On the Word Wenches blog (where I blog every fortnight) Mary Jo Putney wrote this piece about how she became a writer.

And it started me wondering about when I first thought of myself as a writer. I’ve written all my life — letters, silly poems (that I called pomes), short stories, songs etc, and things for school — short plays and skits for kids (and teachers) to perform. But it never occurred to me to write books, because somewhere in my childhood I’d decided books were written by rare and wonderful creatures that lived in a magic land — or something. (Photo by my friend Fiona McArthur)

And then I started working with a guy who turned out to be a newly published writer, and I thought Huh! Well, he’s no unicorn. And I read his book, and thought, huh, maybe I could do that. 

It got me thinking seriously about writing for publication. The following year, I went backpacking around the world on my own and, being alone and often in countries where I didn’t speak the language, I found stories spinning in my head. So I bought a notebook and started writing them down.

I came home at the end of the year with a number of filled notebooks, full of ideas, stories and scraps and at least one novel — and a determination to seriously pursue a writing career. Even then, I might never have prepared anything to send to a publisher — I never learned to type and that seemed like a real barrier — except that a friend sent her little Macintosh computer for me to “mind” while she was away. 

The idea was that I would learn to use it — me, the luddite! But I kept getting post cards from her mentioning the computer and asking how I was going with it. So it was pure “fear of embarrassment” that caused me to haul it out of the box, set it up and start poking around. And it turned out to be amazingly user friendly and intuitive, so that even a computer-resistant person like me could use it with ease!

So I bought a Mac and started seriously writing for publication. (Though I never did type up any of those stories in the notebooks.) I loved that I could make typos, and then fix them without retyping a whole page, or having pages heavily weighted with white-out. It was magic.

In those days, I never called myself ‘a writer’, even though I was writing a lot, because a writer is a job, not just an activity. After all, I clean and garden and cook, but I don’t call myself a cleaner or a gardener or a cook. 

But also I was a bit shy about telling people what I was doing. I mean, if you say “I’m writing a book,” from then on they will ask you about it, and after a while it will become “Haven’t you finished that book yet?” or “When are we going to be able to read it?” As if rejections weren’t a normal part of most journeys to publication.

And there’s this line in a Yeats poem: “Tread softly because you tread on my dreams.” But some people tread happily wearing hob-nailed boots.

So I waited until I was published. And once I started calling myself a writer, the questions from non-friends went like this: “You’re a writer eh? So have you ever been published?” Said in the kind of cynical voice where the subtext is “How pretentious, to call yourself a writer,” and the expectation is a shamed admission that no I haven’t been published.

But then when I said I had been published, the next question was, “Will I have heard of you?” 
Probably not. 
“So what do you write, then?”

And when I said I wrote romance, the reaction was “Oh right, so you got the formula” — the subtext being I wasn’t a real writer.

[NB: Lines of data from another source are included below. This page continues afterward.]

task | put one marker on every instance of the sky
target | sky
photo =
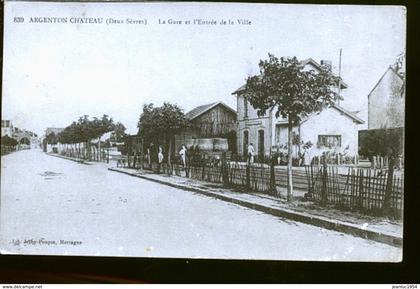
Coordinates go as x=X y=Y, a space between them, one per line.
x=54 y=73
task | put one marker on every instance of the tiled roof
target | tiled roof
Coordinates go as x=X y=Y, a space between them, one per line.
x=199 y=110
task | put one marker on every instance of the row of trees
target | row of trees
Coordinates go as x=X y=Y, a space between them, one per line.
x=85 y=130
x=159 y=125
x=11 y=142
x=283 y=86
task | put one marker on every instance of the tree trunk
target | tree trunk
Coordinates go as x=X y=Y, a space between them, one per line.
x=99 y=149
x=169 y=153
x=289 y=161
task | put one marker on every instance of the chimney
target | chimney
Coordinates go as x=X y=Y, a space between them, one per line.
x=327 y=64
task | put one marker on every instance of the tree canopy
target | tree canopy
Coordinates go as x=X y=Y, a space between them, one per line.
x=286 y=87
x=86 y=129
x=157 y=123
x=8 y=141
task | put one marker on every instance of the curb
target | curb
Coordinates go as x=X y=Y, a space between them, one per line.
x=69 y=158
x=287 y=214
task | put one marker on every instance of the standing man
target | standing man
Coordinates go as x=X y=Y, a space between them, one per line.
x=251 y=152
x=160 y=158
x=183 y=155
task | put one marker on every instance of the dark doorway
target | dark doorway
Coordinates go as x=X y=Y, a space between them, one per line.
x=245 y=143
x=261 y=145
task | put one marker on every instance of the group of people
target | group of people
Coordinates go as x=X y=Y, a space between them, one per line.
x=160 y=155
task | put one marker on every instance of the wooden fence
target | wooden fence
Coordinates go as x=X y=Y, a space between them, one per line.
x=357 y=189
x=91 y=154
x=344 y=187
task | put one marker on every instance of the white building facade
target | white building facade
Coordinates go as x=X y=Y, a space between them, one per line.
x=334 y=129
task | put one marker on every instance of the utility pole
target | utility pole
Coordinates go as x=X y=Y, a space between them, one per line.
x=339 y=76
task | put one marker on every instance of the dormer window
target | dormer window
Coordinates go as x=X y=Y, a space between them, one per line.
x=245 y=107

And there was never any point in explaining that there was no more a formula for romance than there was for crime novels — although I did try — because they simply didn’t believe it. I was just trying to pretend I was a real writer.

I’ve had more than 20 books published now, with translations into eighteen other languages, and I’ve made my living solely from my writing for years now, but some people still ask me, “When are you going to write a real book?”

But I don’t care any more. I write real books for real people and I love what I do and I have a host of romance-writing (and other genre-writing) friends and so who cares what other people think?

And I still write in notebooks a lot, and sometimes in cafes and libraries, though not looking quite so elegant as the woman in this picture.